Overigens is de naar het stervormige plein oplopende Champs-Élysées niet de imposante winkelboulevard met zijn toeristendrommen die iedereen meteen voor zich ziet, maar, zoals Modiano in Fleurs de ruine (1991) beschrijft, een moerasachtige ‘vijver’ waarin pijnlijke herinneringen laagsgewijs liggen te rotten. Juist daar werd zijn vader op een avond in 1943 door de Franse politie ingerekend. (Gelukkig wist hij vrij snel weer te ontsnappen door, gebruik makend van een moment van onoplettendheid bij de tegenpartij, uit de overvalwagen te springen en zich niet meer te laten zien. Van deze ontsnapping bestaan overigens verscheidene versies; in sommige boeken laat de schrijver haar plaatsvinden in een trappenhuis waar het licht even dooft.)
Toch is ook de ‘Rive gauche’, de linkeroever van de Seine, niet onschuldig, al was het alleen maar omdat in het appartement aan de quai Conti, Modiano’s ouderlijke woning, de joodse collaborateur Maurice Sachs heeft gewoond. Daarnaast kent ook de linkeroever een aantal locaties – waaronder de ‘Santé’-gevangenis en het wielerstadion ‘Vél d’hiv’, dat fungeerde als Parijse voorpost van Auschwitz – volledig doordrenkt met oorlogstrauma’s, jodenvervolging en louche praktijken.

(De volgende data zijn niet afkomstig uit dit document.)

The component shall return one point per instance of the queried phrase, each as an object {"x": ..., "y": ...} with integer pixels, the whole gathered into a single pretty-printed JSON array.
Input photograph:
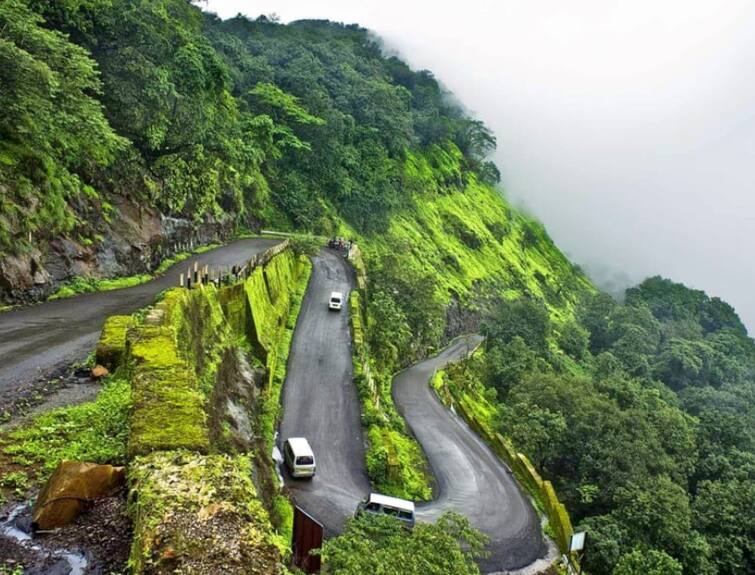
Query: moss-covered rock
[
  {"x": 111, "y": 346},
  {"x": 167, "y": 405},
  {"x": 199, "y": 514}
]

Opvallend aan de linkeroever is verder dat daar in de boeken van Modiano de geschiedenis in historische zin en zijn persoonlijke geschiedenis samenvallen. Het is het Saint-Germain-des-Prés van zijn kinderjaren en zijn puberteit. Hij beschrijft het als een buurt van kloosters en van scholen waar hij zich destijds opgesloten voelde. Daar beleeft hij de trieste jaren na het overlijden van zijn jongere broer Rudy in 1957. Daar gaan zijn ouders definitief uit elkaar. Daar ook probeert zijn vader zich tot twee maal toe van hem te ontdoen: de eerste keer door hem vanwege vermeende huisvredebreuk bij de politie aan te geven, de tweede keer door een (mislukte) poging hem in militaire dienst te krijgen.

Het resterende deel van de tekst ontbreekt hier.